If there was one message that Mr. Biden wanted to reinforce for his National Security Council in the Situation Room on Sunday morning, it was that the United States remained “in lock step with allies and partners,” as Secretary of State Antony J. Blinken put it later.

That desire was at the core of the American response that Mr. Biden had devised with Mr. Blinken; Jake Sullivan, his national security adviser; and others. The results would become clear soon enough, as Mr. Biden’s team repeatedly waited for European nations to issue sanctions before following suit.

Diplomacy, including a 15-minute call between Mr. Biden and President Emmanuel Macron of France, had done little to calm Ukraine’s president, Volodymyr Zelensky, who had grown frustrated by Mr. Biden’s warnings of an invasion. On the way back from the Munich Security Conference on Sunday, Vice President Kamala Harris spoke to Mr. Biden from Air Force Two.

She had repeated to Mr. Zelensky that the United States believed a Russian invasion was imminent, she told Mr. Biden. And she had assured Ukraine’s president that the administration was ready to issue economic penalties along with its European allies.

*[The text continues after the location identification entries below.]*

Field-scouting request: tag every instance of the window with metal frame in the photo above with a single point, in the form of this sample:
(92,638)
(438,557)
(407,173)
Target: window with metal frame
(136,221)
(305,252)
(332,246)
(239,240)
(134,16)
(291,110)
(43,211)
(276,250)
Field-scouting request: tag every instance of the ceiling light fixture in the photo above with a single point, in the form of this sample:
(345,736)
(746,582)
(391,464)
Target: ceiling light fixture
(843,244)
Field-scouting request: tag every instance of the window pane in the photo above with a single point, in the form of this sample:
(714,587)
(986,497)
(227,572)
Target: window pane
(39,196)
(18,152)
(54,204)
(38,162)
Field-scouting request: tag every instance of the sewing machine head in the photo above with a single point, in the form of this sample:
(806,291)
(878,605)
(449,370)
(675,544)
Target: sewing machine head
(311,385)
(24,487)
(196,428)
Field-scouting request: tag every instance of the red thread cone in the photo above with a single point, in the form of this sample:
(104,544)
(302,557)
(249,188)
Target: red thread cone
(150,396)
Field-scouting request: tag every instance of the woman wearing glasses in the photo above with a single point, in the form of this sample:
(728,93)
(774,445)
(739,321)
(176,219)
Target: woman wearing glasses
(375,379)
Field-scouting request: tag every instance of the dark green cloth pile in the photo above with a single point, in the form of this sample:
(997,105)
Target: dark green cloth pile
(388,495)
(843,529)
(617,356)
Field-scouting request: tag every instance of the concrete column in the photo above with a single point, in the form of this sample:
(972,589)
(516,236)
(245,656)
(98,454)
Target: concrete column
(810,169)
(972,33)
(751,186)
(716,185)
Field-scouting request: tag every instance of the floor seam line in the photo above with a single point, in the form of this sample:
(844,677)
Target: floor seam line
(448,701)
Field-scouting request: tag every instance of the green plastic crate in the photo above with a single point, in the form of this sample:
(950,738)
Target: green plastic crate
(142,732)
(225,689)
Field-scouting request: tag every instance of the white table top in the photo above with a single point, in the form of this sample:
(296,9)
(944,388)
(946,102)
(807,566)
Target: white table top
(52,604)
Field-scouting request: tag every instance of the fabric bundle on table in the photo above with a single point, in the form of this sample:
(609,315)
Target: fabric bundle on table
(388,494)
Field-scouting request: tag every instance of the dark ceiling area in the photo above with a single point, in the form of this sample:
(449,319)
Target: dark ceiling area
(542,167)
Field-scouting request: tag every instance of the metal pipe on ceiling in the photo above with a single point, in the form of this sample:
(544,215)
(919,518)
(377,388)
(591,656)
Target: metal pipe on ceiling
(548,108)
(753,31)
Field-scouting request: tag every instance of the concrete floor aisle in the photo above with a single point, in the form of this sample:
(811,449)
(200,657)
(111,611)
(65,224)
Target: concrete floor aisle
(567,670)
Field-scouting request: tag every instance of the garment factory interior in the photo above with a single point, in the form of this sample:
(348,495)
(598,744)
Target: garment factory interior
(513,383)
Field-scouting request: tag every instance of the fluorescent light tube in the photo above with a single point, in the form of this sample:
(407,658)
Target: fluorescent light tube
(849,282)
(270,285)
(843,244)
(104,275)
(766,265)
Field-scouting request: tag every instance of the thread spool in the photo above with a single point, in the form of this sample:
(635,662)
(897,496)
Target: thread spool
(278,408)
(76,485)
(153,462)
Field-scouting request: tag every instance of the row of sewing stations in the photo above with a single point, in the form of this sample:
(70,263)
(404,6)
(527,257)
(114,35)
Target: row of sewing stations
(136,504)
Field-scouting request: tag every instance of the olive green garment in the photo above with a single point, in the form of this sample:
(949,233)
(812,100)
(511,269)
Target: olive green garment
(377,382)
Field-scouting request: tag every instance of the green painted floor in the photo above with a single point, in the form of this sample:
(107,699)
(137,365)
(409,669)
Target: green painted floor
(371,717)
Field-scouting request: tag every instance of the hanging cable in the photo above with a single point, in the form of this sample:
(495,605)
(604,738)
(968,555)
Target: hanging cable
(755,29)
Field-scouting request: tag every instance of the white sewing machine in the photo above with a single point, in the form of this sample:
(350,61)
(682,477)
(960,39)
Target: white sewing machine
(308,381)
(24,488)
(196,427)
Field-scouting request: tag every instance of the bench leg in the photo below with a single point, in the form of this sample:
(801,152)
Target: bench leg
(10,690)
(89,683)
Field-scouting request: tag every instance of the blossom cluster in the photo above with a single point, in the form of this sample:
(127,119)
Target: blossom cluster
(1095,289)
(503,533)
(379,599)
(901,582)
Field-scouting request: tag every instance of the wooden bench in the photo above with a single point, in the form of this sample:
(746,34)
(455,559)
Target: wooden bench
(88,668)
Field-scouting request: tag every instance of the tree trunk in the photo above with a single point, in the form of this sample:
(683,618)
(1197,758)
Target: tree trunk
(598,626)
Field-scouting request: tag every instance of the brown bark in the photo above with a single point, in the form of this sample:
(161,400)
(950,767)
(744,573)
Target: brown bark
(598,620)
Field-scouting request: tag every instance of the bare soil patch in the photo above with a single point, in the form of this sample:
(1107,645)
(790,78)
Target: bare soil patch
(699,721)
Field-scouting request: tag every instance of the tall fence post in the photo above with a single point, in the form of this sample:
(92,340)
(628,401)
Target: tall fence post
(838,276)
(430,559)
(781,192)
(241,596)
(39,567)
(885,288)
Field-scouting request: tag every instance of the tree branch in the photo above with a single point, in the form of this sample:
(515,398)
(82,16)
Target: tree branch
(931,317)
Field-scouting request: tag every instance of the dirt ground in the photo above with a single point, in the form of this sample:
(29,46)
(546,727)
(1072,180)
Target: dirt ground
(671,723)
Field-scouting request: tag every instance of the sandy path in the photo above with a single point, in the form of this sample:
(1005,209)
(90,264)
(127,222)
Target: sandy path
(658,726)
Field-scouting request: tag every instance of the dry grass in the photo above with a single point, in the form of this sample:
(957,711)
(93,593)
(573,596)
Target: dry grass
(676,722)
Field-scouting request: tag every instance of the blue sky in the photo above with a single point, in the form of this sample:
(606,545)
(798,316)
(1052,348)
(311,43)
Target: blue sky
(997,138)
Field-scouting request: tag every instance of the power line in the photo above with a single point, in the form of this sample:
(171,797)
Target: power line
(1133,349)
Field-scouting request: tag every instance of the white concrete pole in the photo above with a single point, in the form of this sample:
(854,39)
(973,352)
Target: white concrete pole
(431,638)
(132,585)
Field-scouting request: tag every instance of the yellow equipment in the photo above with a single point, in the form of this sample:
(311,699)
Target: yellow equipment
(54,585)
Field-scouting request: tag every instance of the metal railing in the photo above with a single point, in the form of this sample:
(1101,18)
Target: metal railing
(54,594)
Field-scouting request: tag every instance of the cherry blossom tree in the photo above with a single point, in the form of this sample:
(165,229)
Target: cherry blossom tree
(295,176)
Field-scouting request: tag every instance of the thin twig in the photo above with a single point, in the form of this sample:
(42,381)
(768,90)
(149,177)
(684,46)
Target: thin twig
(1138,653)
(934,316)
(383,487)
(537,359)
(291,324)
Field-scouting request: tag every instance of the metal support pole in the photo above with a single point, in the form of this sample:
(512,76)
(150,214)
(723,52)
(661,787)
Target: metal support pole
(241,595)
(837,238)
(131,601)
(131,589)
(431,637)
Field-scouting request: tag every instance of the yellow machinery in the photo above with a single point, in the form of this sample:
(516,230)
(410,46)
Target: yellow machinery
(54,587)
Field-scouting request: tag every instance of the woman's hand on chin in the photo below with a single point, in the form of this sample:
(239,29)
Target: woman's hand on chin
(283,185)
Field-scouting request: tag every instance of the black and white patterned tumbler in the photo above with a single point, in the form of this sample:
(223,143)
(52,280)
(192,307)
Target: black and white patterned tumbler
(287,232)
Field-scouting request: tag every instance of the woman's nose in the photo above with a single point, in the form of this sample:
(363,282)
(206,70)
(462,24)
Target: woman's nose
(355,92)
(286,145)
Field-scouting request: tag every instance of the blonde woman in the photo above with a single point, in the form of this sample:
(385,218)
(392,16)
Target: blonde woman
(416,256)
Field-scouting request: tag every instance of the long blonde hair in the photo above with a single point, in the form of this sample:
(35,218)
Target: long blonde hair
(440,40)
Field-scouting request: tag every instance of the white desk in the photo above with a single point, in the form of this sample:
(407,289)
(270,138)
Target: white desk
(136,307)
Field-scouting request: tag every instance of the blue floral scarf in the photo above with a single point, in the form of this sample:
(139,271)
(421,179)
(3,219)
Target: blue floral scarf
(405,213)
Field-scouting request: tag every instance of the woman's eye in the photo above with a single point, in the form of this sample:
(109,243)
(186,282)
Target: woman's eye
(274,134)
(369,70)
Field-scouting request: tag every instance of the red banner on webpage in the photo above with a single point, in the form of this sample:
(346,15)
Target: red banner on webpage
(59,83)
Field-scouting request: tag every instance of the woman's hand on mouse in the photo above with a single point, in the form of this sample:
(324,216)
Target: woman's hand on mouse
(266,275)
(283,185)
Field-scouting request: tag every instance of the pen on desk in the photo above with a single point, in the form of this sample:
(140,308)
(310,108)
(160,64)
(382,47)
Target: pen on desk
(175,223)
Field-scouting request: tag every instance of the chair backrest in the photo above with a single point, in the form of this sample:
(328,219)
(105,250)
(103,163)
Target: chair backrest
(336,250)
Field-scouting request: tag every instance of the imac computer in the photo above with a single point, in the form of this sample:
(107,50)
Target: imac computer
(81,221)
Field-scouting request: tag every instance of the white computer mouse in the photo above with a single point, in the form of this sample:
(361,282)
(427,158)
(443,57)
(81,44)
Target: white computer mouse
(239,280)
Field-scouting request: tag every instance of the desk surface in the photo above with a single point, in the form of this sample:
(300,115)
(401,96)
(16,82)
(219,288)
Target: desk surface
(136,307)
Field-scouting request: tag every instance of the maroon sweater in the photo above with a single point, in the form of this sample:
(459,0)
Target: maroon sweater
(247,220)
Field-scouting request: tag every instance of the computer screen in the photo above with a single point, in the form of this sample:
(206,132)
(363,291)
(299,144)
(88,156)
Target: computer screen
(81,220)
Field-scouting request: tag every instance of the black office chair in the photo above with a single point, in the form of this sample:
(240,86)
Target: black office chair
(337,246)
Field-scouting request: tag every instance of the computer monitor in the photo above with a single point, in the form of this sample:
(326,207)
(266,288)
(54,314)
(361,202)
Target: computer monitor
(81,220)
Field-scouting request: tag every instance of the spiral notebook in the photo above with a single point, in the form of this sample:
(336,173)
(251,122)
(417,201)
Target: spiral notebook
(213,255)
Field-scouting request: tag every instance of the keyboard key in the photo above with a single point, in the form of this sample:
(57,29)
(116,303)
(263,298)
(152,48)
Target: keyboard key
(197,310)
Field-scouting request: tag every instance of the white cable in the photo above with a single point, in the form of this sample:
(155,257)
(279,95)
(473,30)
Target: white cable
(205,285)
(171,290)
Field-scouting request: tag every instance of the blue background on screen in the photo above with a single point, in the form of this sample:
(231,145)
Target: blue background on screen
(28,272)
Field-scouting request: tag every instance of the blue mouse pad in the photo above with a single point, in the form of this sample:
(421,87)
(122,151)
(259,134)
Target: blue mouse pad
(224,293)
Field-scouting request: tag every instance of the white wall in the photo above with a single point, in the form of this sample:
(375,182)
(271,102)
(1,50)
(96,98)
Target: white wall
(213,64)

But questions of war and diplomacy gave way — briefly — to issues of public health. That afternoon, Dr. Anthony S. Fauci, Mr. Biden’s top public health adviser, arrived with some good news: We might finally be able to take off our masks.

Mr. Biden had been under increasing pressure from Democratic governors to address the anxiety among voters exhausted by the restrictions. But, as he had promised, he was waiting for the C.D.C. Federal health officials had been working for weeks on guidance that suggests that 70 percent of Americans would be able to stop wearing masks, the beginning of a transition from a pandemic to an endemic disease that would become a part of everyday life.

But on that Sunday, he had little time to dwell on the pandemic. By later in the afternoon, aides had ushered him into the State Dining Room, where a lectern was waiting. It was his first opportunity to practice an early draft of his State of the Union address.